YANGON - Army-ruled Myanmar freed a senior member of the party of pro-democracy leader Aung San Suu Kyi on Saturday after his period of house arrest for a security breach expired.

Tin Oo, 83-year-old vice-chairman of the National League for Democracy (NLD), was freed after more than six years in detention and said he would resume political activities even though he was warned to desist.

Tin Oo invited reporters into his residence after the departure of a police officer.

He read out the order lifting the house arrest on me and the order also said I should not be engaged in political activities or create political unrest, Tin Oo said.

But he added: I'll continue my political activities in my capacity as the vice-chairman of the NLD party.

Suu Kyi is also under house arrest and a minister said last month that she would be released when her latest period of detention ended in November. That would probably be too late for her to play any part in elections scheduled for this year.

She has appealed against her sentence for security breaches but the minister's comments suggested the appeal would fail.
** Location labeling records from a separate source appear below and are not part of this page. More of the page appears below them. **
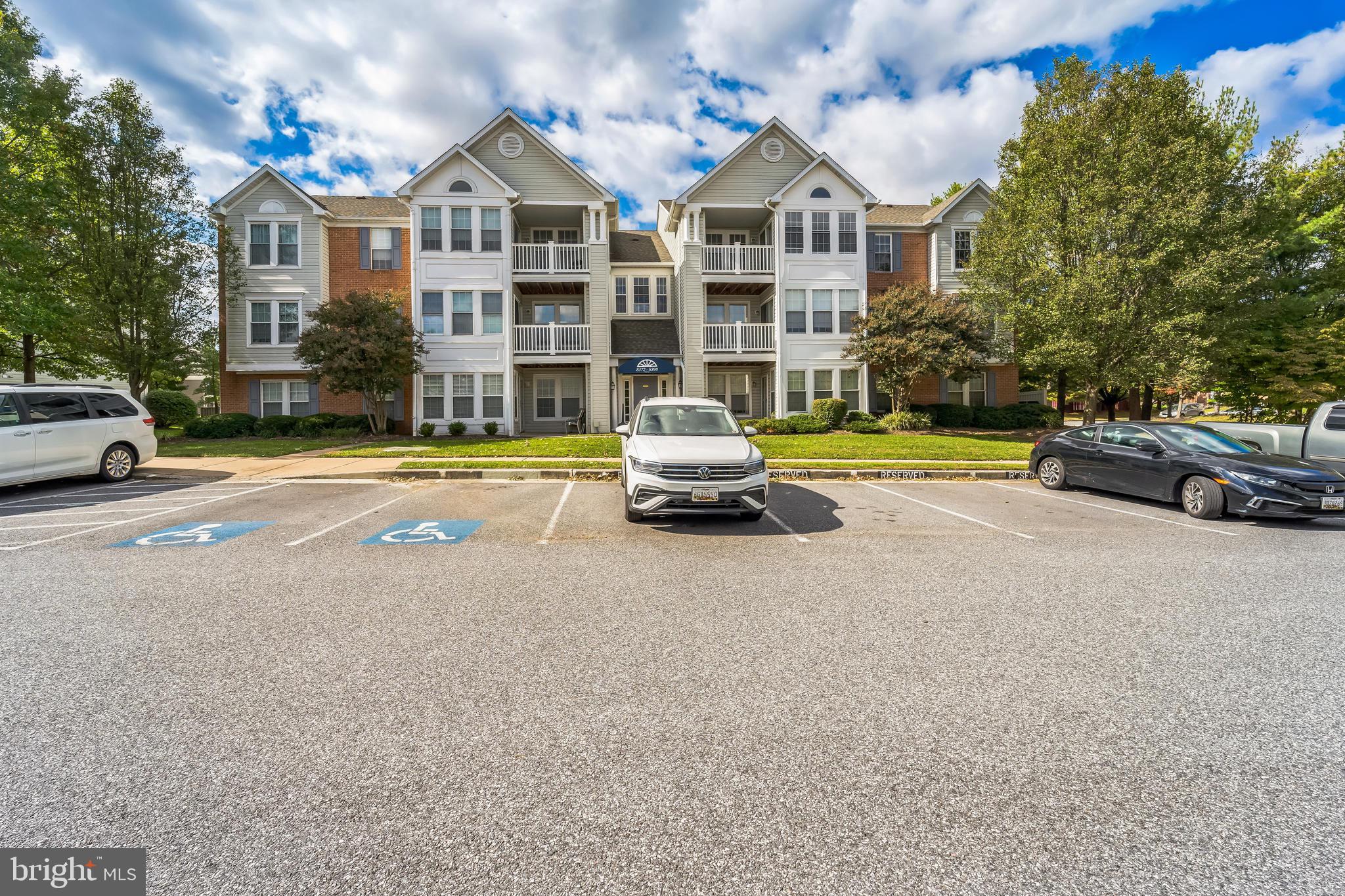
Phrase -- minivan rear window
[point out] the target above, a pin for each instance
(54, 408)
(110, 405)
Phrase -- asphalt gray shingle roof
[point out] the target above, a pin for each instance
(638, 336)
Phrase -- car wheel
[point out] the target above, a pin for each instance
(1051, 473)
(118, 464)
(1202, 499)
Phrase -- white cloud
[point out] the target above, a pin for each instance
(380, 89)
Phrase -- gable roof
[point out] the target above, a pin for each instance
(808, 152)
(635, 246)
(221, 206)
(365, 206)
(841, 172)
(509, 114)
(456, 150)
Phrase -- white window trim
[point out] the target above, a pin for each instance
(275, 221)
(275, 322)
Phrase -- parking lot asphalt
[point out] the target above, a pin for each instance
(503, 687)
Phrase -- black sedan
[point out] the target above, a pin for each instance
(1206, 472)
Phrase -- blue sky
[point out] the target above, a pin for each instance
(351, 97)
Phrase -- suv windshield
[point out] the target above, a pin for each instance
(1192, 438)
(685, 419)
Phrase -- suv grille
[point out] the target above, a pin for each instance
(693, 472)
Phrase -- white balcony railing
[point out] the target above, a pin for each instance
(552, 339)
(740, 337)
(550, 258)
(739, 259)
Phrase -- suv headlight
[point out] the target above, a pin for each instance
(1255, 480)
(645, 467)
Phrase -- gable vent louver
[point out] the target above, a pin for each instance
(512, 146)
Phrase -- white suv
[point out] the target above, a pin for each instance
(49, 430)
(690, 456)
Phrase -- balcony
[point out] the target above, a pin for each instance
(552, 339)
(738, 259)
(739, 337)
(550, 258)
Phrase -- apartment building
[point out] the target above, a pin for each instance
(541, 316)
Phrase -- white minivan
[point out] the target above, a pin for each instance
(49, 430)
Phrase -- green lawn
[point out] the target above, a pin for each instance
(182, 446)
(982, 446)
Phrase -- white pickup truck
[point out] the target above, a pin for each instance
(1323, 440)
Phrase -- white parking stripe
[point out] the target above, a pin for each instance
(1103, 507)
(137, 519)
(337, 526)
(961, 516)
(556, 515)
(786, 527)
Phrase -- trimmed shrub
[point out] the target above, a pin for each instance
(953, 414)
(906, 422)
(269, 427)
(170, 408)
(221, 426)
(830, 410)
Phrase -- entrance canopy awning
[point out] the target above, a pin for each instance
(646, 366)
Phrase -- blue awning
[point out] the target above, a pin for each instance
(646, 366)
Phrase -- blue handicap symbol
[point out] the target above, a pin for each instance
(426, 532)
(195, 535)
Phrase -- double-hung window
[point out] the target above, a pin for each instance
(432, 396)
(432, 227)
(432, 313)
(822, 310)
(381, 247)
(491, 230)
(794, 233)
(883, 253)
(848, 238)
(464, 395)
(795, 391)
(460, 230)
(795, 310)
(273, 323)
(849, 309)
(493, 313)
(821, 233)
(642, 295)
(493, 395)
(463, 324)
(961, 249)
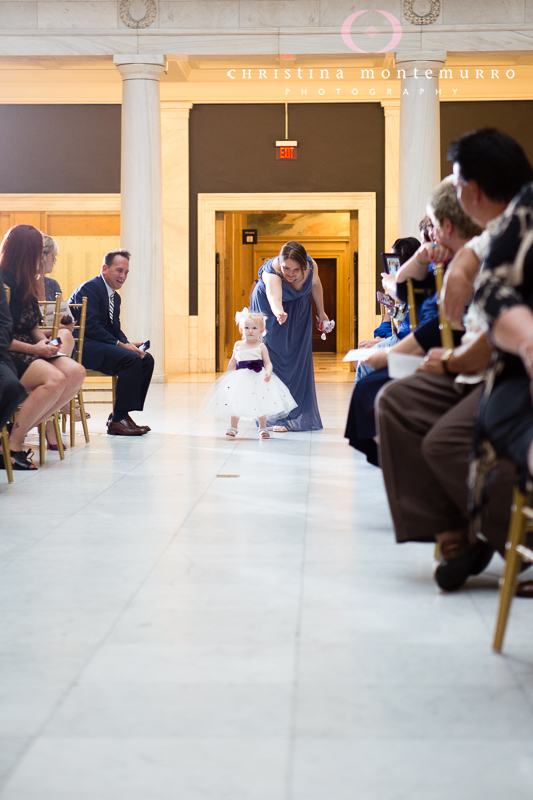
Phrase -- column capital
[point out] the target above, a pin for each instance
(420, 61)
(438, 57)
(177, 108)
(140, 67)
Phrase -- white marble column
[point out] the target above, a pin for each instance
(419, 137)
(141, 229)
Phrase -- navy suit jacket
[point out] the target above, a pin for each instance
(99, 330)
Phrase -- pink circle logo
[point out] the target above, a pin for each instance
(346, 32)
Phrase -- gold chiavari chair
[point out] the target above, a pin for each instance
(446, 334)
(411, 305)
(93, 373)
(78, 401)
(4, 438)
(516, 551)
(54, 418)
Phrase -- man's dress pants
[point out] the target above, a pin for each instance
(134, 376)
(426, 431)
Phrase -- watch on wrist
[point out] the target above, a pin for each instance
(445, 357)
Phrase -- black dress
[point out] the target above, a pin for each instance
(26, 316)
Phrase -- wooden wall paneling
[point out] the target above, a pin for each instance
(83, 224)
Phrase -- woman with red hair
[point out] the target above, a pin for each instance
(51, 378)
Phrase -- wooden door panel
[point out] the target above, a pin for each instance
(327, 270)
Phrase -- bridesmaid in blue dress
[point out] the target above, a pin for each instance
(283, 294)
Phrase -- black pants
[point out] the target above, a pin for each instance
(12, 393)
(134, 376)
(507, 419)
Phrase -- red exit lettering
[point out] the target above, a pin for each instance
(285, 152)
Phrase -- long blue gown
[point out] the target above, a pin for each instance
(291, 348)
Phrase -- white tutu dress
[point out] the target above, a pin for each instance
(244, 393)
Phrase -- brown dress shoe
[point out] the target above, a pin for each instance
(524, 589)
(123, 428)
(143, 428)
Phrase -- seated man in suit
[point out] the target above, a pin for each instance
(12, 393)
(107, 349)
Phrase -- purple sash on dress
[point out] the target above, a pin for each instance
(256, 365)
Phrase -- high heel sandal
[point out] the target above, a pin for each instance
(22, 460)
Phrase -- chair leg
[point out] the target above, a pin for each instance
(81, 404)
(517, 529)
(5, 450)
(72, 416)
(57, 428)
(42, 443)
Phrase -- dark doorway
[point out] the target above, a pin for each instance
(327, 269)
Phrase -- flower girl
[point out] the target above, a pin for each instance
(249, 389)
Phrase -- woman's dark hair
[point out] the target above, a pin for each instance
(494, 160)
(423, 226)
(20, 257)
(405, 248)
(295, 252)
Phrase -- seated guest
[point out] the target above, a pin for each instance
(12, 392)
(47, 287)
(106, 347)
(42, 367)
(452, 228)
(386, 335)
(504, 296)
(426, 422)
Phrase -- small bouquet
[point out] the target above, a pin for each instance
(326, 326)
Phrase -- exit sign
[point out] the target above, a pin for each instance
(286, 152)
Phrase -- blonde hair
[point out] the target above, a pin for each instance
(49, 244)
(255, 316)
(445, 205)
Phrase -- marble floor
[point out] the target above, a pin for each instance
(188, 618)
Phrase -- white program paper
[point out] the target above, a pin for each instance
(401, 365)
(48, 320)
(362, 353)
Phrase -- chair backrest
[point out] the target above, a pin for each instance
(80, 325)
(411, 305)
(44, 305)
(446, 335)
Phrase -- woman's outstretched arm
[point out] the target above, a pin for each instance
(318, 294)
(267, 362)
(274, 292)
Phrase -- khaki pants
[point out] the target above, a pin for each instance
(426, 432)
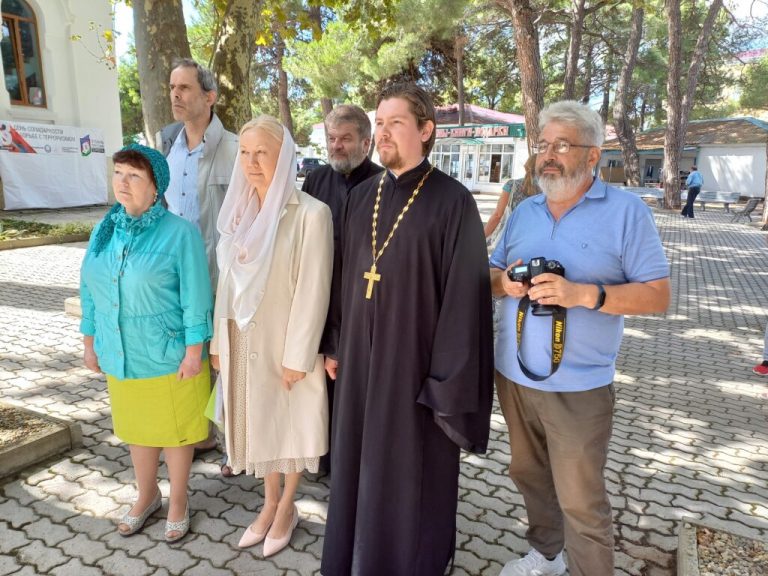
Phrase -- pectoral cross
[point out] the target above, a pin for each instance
(372, 277)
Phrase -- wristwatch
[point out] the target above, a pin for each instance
(600, 297)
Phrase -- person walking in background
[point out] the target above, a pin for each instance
(762, 368)
(275, 256)
(513, 192)
(414, 355)
(348, 137)
(554, 371)
(201, 155)
(146, 302)
(694, 183)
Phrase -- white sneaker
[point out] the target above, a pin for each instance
(534, 564)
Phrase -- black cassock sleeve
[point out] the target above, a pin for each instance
(459, 388)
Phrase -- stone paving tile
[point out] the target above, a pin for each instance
(689, 435)
(8, 565)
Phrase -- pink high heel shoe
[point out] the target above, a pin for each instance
(274, 545)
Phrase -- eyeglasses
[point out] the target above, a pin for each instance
(558, 147)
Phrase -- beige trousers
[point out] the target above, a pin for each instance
(559, 447)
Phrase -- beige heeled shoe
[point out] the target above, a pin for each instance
(251, 538)
(136, 523)
(274, 545)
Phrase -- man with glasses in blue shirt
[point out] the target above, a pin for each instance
(555, 387)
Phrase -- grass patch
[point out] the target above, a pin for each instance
(11, 229)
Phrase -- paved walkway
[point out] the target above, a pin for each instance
(691, 434)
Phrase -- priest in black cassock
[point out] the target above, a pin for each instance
(348, 137)
(410, 341)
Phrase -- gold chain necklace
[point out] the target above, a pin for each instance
(371, 276)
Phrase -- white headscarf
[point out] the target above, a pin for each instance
(248, 232)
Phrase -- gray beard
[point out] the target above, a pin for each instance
(561, 188)
(346, 165)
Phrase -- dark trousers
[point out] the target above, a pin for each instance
(693, 191)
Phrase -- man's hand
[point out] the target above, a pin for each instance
(192, 362)
(555, 290)
(503, 286)
(331, 367)
(290, 377)
(89, 356)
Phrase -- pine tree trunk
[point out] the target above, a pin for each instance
(622, 101)
(232, 63)
(528, 61)
(458, 46)
(765, 194)
(316, 16)
(672, 136)
(586, 93)
(574, 48)
(284, 104)
(160, 35)
(327, 105)
(679, 104)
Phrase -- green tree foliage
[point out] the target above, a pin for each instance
(754, 85)
(130, 98)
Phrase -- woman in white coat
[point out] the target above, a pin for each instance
(275, 262)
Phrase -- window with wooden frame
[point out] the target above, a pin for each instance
(21, 54)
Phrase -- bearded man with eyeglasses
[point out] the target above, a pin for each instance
(558, 402)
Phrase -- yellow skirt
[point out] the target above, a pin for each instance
(163, 411)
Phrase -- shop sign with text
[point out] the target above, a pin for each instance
(483, 131)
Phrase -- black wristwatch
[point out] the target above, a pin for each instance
(600, 297)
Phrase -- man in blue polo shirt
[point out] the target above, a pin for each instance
(693, 183)
(559, 407)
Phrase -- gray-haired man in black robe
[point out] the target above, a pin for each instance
(348, 136)
(412, 350)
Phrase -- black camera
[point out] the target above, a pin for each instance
(536, 266)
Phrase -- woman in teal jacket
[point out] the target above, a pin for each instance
(146, 301)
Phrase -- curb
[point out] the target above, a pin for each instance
(65, 436)
(42, 241)
(687, 551)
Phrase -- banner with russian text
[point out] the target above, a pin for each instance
(51, 166)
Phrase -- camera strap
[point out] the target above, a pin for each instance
(558, 337)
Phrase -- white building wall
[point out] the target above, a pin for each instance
(738, 168)
(79, 90)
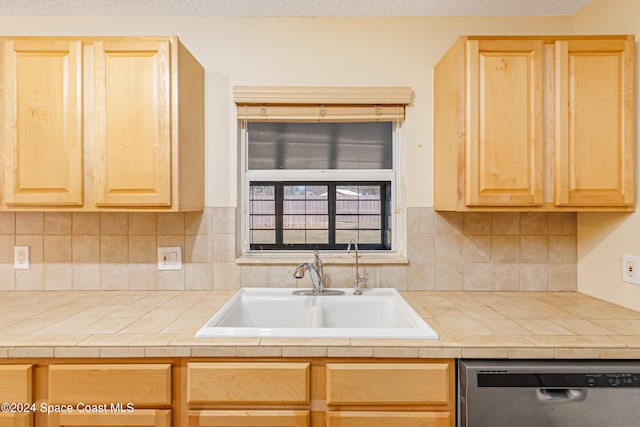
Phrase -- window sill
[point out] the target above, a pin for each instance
(328, 258)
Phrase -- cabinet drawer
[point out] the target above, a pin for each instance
(248, 383)
(140, 384)
(137, 418)
(388, 419)
(388, 383)
(15, 383)
(267, 418)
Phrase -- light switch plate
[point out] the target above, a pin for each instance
(21, 257)
(170, 258)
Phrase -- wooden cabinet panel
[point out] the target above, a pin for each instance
(261, 418)
(504, 145)
(248, 383)
(137, 418)
(133, 123)
(16, 420)
(594, 124)
(16, 383)
(140, 384)
(388, 419)
(388, 383)
(42, 104)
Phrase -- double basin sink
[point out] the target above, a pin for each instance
(277, 312)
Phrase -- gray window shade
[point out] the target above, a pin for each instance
(320, 145)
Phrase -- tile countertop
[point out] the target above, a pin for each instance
(106, 324)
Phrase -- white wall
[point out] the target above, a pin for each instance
(304, 51)
(603, 238)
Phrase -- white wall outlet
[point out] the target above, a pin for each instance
(631, 269)
(21, 257)
(170, 258)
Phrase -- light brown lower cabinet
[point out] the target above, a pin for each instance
(136, 418)
(388, 419)
(251, 418)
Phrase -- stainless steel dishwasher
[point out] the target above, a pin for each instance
(549, 394)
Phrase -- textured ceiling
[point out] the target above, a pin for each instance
(291, 7)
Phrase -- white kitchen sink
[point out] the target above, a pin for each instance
(275, 312)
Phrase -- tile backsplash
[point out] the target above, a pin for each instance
(446, 251)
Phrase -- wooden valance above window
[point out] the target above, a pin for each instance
(317, 104)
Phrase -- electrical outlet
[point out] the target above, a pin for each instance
(170, 258)
(631, 269)
(21, 257)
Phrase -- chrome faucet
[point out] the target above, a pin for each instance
(315, 271)
(358, 282)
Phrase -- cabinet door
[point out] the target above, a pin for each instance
(594, 123)
(388, 419)
(42, 108)
(136, 418)
(265, 418)
(132, 123)
(504, 121)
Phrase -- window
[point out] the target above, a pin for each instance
(317, 176)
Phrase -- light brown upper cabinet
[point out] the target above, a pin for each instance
(114, 123)
(535, 123)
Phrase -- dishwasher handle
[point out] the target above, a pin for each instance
(561, 394)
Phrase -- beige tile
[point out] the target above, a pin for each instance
(534, 223)
(57, 248)
(505, 223)
(85, 223)
(36, 246)
(198, 223)
(114, 223)
(224, 220)
(563, 277)
(448, 277)
(476, 249)
(350, 352)
(506, 277)
(476, 277)
(171, 223)
(57, 223)
(198, 276)
(170, 280)
(198, 248)
(29, 223)
(477, 223)
(114, 249)
(534, 249)
(58, 276)
(448, 223)
(114, 277)
(6, 248)
(397, 276)
(421, 248)
(505, 249)
(563, 224)
(534, 277)
(224, 248)
(142, 277)
(142, 223)
(7, 223)
(563, 249)
(86, 276)
(85, 248)
(448, 248)
(7, 276)
(31, 279)
(143, 249)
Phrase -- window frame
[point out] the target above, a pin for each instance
(326, 175)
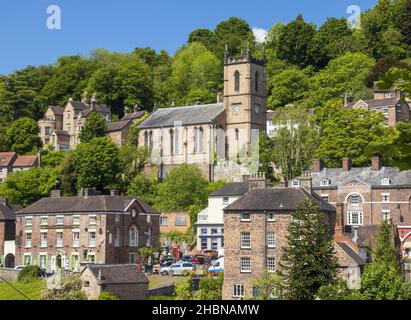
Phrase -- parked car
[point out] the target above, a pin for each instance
(178, 269)
(217, 266)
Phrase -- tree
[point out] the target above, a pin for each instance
(94, 127)
(295, 40)
(309, 259)
(97, 165)
(269, 286)
(22, 136)
(184, 186)
(354, 134)
(27, 187)
(70, 289)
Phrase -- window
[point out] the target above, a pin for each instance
(245, 240)
(92, 239)
(237, 81)
(355, 218)
(59, 220)
(29, 221)
(245, 264)
(386, 215)
(133, 237)
(385, 197)
(238, 291)
(43, 240)
(92, 220)
(28, 240)
(245, 216)
(271, 264)
(325, 183)
(271, 216)
(44, 221)
(76, 239)
(76, 220)
(59, 239)
(164, 221)
(271, 240)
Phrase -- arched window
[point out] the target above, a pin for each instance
(171, 142)
(133, 237)
(176, 145)
(195, 139)
(256, 80)
(237, 81)
(201, 141)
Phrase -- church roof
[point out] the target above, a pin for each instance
(190, 115)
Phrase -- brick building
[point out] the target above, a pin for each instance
(65, 232)
(125, 281)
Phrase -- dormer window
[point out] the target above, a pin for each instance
(325, 183)
(385, 182)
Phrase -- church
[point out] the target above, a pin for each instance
(219, 138)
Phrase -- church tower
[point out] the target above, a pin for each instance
(244, 102)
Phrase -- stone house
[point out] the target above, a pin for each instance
(202, 134)
(7, 233)
(125, 281)
(67, 232)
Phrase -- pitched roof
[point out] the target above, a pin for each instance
(82, 204)
(118, 125)
(25, 161)
(337, 176)
(198, 114)
(232, 189)
(276, 199)
(6, 158)
(134, 116)
(118, 274)
(351, 253)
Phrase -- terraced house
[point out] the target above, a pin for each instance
(66, 232)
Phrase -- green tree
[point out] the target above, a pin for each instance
(295, 40)
(94, 127)
(22, 136)
(309, 258)
(269, 286)
(184, 186)
(97, 165)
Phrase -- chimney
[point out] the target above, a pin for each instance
(318, 165)
(257, 181)
(306, 181)
(347, 164)
(376, 163)
(57, 193)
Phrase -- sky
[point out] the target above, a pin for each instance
(122, 25)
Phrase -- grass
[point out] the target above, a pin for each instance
(30, 289)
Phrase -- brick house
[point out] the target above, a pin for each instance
(66, 232)
(7, 233)
(125, 281)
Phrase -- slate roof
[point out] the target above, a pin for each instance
(118, 125)
(338, 176)
(232, 189)
(276, 199)
(25, 161)
(6, 158)
(190, 115)
(82, 204)
(351, 253)
(118, 274)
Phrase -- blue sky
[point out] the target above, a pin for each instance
(122, 25)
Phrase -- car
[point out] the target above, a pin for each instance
(178, 269)
(217, 267)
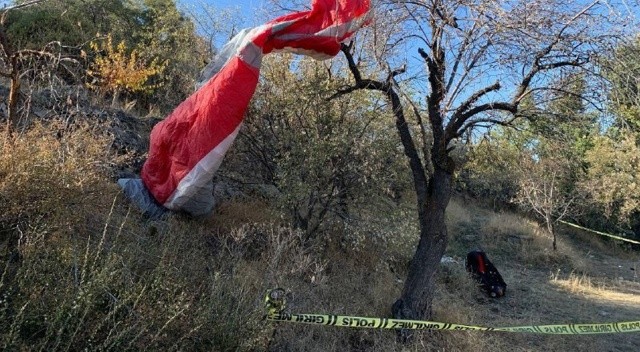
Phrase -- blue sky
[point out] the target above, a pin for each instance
(250, 11)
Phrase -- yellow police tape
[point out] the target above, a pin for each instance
(274, 313)
(599, 233)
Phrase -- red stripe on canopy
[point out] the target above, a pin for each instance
(188, 146)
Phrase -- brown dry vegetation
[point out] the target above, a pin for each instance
(83, 270)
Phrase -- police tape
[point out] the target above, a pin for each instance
(384, 323)
(599, 233)
(274, 313)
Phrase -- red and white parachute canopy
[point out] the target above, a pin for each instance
(188, 146)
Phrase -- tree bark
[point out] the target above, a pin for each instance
(417, 295)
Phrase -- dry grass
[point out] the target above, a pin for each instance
(82, 270)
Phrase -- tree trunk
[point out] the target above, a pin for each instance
(419, 289)
(14, 95)
(552, 231)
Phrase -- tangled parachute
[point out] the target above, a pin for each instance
(187, 147)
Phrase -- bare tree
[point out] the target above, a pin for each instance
(479, 60)
(541, 191)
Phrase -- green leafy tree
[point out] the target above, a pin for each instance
(327, 158)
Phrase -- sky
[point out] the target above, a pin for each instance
(249, 11)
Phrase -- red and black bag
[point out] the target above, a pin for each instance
(483, 271)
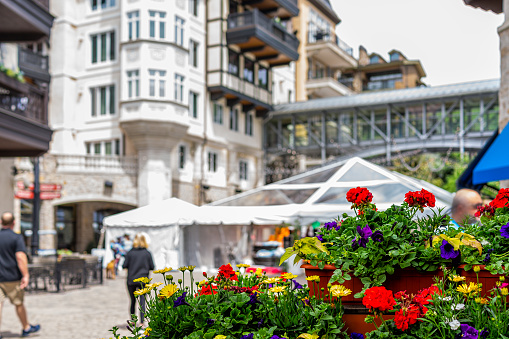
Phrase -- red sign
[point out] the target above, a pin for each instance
(23, 194)
(42, 187)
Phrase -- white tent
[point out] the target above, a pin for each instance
(209, 235)
(160, 224)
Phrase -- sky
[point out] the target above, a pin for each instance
(454, 42)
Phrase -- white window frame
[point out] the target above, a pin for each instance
(157, 83)
(193, 53)
(218, 113)
(133, 25)
(193, 104)
(243, 170)
(133, 83)
(101, 94)
(157, 20)
(179, 87)
(99, 38)
(179, 30)
(212, 162)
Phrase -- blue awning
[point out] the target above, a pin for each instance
(494, 165)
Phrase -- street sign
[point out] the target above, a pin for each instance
(42, 187)
(23, 194)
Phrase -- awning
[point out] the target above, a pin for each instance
(494, 165)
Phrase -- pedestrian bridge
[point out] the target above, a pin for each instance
(459, 117)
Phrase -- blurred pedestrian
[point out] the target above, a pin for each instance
(464, 206)
(14, 275)
(138, 263)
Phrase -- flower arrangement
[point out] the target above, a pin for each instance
(373, 244)
(451, 308)
(236, 304)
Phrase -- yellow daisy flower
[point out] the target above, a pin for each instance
(141, 291)
(164, 270)
(271, 281)
(167, 291)
(340, 291)
(289, 276)
(277, 289)
(144, 280)
(313, 278)
(456, 278)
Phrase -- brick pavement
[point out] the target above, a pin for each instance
(80, 313)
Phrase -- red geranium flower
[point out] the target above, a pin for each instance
(359, 196)
(378, 299)
(420, 199)
(406, 316)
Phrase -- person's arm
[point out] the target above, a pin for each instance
(22, 260)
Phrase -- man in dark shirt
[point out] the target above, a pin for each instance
(14, 271)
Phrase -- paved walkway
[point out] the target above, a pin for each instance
(80, 313)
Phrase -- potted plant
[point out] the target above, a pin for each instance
(401, 248)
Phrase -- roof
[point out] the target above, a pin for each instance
(381, 98)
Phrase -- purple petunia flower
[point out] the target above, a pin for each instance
(377, 236)
(331, 225)
(181, 300)
(296, 285)
(504, 231)
(468, 332)
(447, 251)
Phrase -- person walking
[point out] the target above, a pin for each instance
(14, 275)
(138, 262)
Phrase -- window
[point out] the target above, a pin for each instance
(182, 156)
(179, 87)
(193, 53)
(212, 162)
(234, 119)
(156, 30)
(249, 124)
(243, 170)
(263, 77)
(133, 25)
(157, 83)
(193, 104)
(218, 113)
(179, 30)
(106, 147)
(133, 84)
(193, 7)
(233, 62)
(249, 70)
(102, 4)
(103, 47)
(102, 100)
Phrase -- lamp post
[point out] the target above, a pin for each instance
(35, 208)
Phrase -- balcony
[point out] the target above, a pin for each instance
(284, 9)
(266, 39)
(325, 87)
(24, 127)
(33, 65)
(24, 20)
(330, 50)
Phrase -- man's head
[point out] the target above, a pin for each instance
(7, 220)
(464, 205)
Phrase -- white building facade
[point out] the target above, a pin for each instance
(155, 99)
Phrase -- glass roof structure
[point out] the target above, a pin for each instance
(328, 185)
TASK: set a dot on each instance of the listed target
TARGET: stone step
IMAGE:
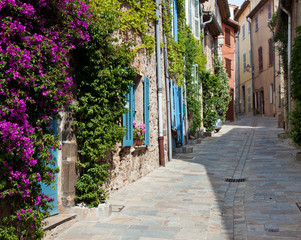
(194, 141)
(57, 224)
(185, 149)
Tin Oo, a former army general, was jailed in 2003 for breaking a draconian anti-subversion law and was transferred to house detention in 2004.

The NLD, which won elections in 1990 by a landslide but was never allowed to rule by the military, has yet to decide whether it will run in the polls due sometime this year.
It is waiting for the junta to unveil election laws governing who can take part and is demanding that 2,100 political prisoners be freed, including Nobel Peace Prize winner Suu Kyi.

The NLD has threatened to boycott the election, the first in 20 years, because it believes the constitution passed in 2008 grants too much power to the military, which has ruled the former British colony for almost half a century.

In comments published in Friday's newspapers, reclusive junta supremo Than Shwe, who has made few public comments about the polls, said a free and fair election would take place soon.

The regime has yet to set a date for the election, which critics say will create a weak parliament powerless to counter the heavy influence of the military and its stooges.